竹中半兵衛の活躍が、ダイジェスト風の紹介で片付けられた。大河前半の大事な人だから、来週からもうすこし丁寧に扱われるだろうか。これから谷原章介ファンは、日曜夜8時から大河で、10時から『血の轍』で演技を拝めるわけで、さぞ幸せなことだろう。残念ながらどちらも脚本がいまいちだが、『風林』の今川義元の貯金は当分底をつかないと思われる。

今週も信長は、安定の「いらない子」だった。その母、土田御前はさらに謎の存在意義。お濃に弓を射させるのもよくわからない。女性の元気をアピールするのに、いちいち必然性のないアスレチックな場面を作らんでくれ。
信長まわりの場面を削って本編を30分、歴史のお勉強のために『官兵衛紀行』を15分にしてくれたほうが、よほど興味深い45分番組になりそうだ。

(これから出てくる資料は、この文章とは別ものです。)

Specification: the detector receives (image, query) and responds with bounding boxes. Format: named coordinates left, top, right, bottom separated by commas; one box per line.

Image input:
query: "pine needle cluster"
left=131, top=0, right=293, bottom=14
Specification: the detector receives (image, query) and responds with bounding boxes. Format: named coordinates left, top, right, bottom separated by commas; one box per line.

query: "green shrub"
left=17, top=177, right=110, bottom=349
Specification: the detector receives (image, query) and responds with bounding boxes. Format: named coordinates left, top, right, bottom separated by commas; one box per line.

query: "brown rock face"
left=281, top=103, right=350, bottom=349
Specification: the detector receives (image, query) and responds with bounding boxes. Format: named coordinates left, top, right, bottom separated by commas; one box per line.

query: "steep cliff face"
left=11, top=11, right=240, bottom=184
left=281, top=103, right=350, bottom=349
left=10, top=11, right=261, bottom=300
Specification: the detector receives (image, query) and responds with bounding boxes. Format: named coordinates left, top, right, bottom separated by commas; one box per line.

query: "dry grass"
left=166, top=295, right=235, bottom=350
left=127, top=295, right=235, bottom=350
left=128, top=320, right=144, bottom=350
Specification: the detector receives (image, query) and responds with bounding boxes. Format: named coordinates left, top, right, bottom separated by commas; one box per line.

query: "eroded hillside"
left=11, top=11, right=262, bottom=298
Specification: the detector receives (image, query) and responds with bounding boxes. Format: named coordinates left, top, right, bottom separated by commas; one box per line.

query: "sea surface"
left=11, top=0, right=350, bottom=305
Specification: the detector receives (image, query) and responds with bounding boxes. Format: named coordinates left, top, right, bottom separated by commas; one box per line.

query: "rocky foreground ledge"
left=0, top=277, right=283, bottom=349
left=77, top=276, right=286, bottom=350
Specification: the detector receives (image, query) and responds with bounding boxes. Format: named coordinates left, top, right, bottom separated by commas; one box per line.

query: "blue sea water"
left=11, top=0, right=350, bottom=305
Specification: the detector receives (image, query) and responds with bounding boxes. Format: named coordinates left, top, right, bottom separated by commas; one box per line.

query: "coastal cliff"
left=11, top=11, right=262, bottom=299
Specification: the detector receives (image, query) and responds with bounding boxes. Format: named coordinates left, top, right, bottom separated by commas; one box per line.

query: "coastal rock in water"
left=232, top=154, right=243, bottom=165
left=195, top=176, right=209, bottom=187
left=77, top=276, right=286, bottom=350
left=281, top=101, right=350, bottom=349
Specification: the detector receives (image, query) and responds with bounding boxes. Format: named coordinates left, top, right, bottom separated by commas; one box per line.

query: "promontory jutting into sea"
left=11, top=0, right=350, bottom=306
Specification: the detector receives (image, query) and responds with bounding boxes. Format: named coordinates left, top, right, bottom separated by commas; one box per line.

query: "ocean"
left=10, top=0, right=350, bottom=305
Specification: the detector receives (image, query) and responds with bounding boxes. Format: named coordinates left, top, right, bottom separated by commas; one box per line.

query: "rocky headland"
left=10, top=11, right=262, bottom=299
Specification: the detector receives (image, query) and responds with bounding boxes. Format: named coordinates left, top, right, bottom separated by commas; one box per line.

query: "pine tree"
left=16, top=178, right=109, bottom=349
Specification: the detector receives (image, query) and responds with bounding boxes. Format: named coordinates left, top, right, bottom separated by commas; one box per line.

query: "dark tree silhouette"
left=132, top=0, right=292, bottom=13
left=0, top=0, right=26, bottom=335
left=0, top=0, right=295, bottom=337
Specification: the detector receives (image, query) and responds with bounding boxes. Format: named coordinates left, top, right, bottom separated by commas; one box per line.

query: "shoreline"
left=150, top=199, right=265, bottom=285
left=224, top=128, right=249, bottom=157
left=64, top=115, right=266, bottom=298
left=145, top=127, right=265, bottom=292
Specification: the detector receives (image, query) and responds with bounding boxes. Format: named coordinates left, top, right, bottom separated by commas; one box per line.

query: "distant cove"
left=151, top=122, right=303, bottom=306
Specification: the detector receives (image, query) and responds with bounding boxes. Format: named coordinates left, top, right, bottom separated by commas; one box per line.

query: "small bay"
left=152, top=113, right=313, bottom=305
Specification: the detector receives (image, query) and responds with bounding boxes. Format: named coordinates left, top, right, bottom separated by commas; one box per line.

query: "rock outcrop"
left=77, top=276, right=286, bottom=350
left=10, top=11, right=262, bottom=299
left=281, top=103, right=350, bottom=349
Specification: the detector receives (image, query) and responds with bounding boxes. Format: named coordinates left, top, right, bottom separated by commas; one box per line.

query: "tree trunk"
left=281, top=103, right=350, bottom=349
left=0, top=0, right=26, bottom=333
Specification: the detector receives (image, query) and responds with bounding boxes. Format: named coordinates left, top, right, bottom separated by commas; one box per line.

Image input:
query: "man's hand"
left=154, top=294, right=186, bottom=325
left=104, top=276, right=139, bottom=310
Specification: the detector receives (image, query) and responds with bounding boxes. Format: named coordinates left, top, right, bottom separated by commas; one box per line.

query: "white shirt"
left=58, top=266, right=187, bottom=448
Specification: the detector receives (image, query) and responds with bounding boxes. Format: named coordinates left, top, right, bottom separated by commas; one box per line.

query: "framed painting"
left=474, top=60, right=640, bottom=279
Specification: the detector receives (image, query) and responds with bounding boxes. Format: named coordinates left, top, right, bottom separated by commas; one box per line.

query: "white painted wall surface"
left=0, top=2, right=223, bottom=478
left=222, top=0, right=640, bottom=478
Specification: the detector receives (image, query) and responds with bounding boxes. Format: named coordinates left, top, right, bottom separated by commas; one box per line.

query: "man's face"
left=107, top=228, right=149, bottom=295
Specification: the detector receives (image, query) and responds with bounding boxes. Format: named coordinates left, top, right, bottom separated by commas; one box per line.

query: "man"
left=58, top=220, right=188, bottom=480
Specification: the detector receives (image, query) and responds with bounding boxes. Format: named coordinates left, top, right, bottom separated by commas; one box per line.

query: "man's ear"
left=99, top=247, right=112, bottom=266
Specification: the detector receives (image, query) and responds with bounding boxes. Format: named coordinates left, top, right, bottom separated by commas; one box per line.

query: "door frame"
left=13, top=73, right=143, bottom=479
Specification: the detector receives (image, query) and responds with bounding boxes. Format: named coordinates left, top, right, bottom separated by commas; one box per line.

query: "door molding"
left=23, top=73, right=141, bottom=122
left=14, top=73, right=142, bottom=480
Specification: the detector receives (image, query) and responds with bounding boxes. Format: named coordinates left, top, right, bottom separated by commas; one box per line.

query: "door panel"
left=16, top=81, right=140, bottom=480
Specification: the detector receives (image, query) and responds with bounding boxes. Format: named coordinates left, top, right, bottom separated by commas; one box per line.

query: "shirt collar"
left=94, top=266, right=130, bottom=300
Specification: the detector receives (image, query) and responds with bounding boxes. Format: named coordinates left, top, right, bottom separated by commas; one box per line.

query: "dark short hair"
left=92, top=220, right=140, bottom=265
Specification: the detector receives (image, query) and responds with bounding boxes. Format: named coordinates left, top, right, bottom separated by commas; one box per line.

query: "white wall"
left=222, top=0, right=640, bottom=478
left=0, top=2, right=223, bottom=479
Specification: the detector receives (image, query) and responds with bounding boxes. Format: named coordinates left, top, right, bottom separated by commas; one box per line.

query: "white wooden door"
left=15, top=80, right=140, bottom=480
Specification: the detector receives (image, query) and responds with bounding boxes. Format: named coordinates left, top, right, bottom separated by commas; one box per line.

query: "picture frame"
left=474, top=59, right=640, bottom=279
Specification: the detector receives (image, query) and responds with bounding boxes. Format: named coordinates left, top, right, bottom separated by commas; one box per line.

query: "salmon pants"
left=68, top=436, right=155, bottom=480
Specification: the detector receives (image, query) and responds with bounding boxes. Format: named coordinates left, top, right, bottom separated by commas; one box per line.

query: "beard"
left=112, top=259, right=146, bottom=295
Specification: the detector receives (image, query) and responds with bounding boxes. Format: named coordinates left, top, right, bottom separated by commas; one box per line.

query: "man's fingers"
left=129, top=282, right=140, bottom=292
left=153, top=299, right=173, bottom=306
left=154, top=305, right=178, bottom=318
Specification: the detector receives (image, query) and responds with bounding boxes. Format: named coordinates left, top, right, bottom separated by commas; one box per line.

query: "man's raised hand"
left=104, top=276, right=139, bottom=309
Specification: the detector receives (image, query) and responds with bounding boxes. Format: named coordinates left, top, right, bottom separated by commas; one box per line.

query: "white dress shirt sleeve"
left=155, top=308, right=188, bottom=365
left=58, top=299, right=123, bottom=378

「だまらっしゃい」と一喝したくなるような超ド級駄目台詞を書かないかわり、味のある台詞も書かない……前川さんて、オリジナル脚本だとこうなる人なのかぁ(慨嘆)。時専チャンネルで再放送中の『徳川家康』は、主人公の母親ageすぎ、父親sageすぎ、大竹しのぶ初め、苦手な出演者が数名出演、脇役の小芝居が一部目ざわり。とても全面的に受け入れられる大河ではないのだが、小山内美江子の脚本は――『八重の桜』のまともな部分をのぞいて――近年の大河脚本とは格が違うとしか言いようがない。戦がない場面でさえ、画面には人間同士が言葉という刃で切り結ぶ緊迫感が漲っているのだ。

職隆の部屋に置かれた家具調度品や、庭に干した武具などは、見ていておもしろい。昔の大河は、ストーリーはおもしろくても、ときおり「このおうちの家具はどこ?」と言いたくなるセッティングが見られた。

来週は中谷美紀のご尊顔が拝めるのか……。あまりにイタい使い方をされたら、視聴継続が苦しくなる。「女優の使い道」が心配だ。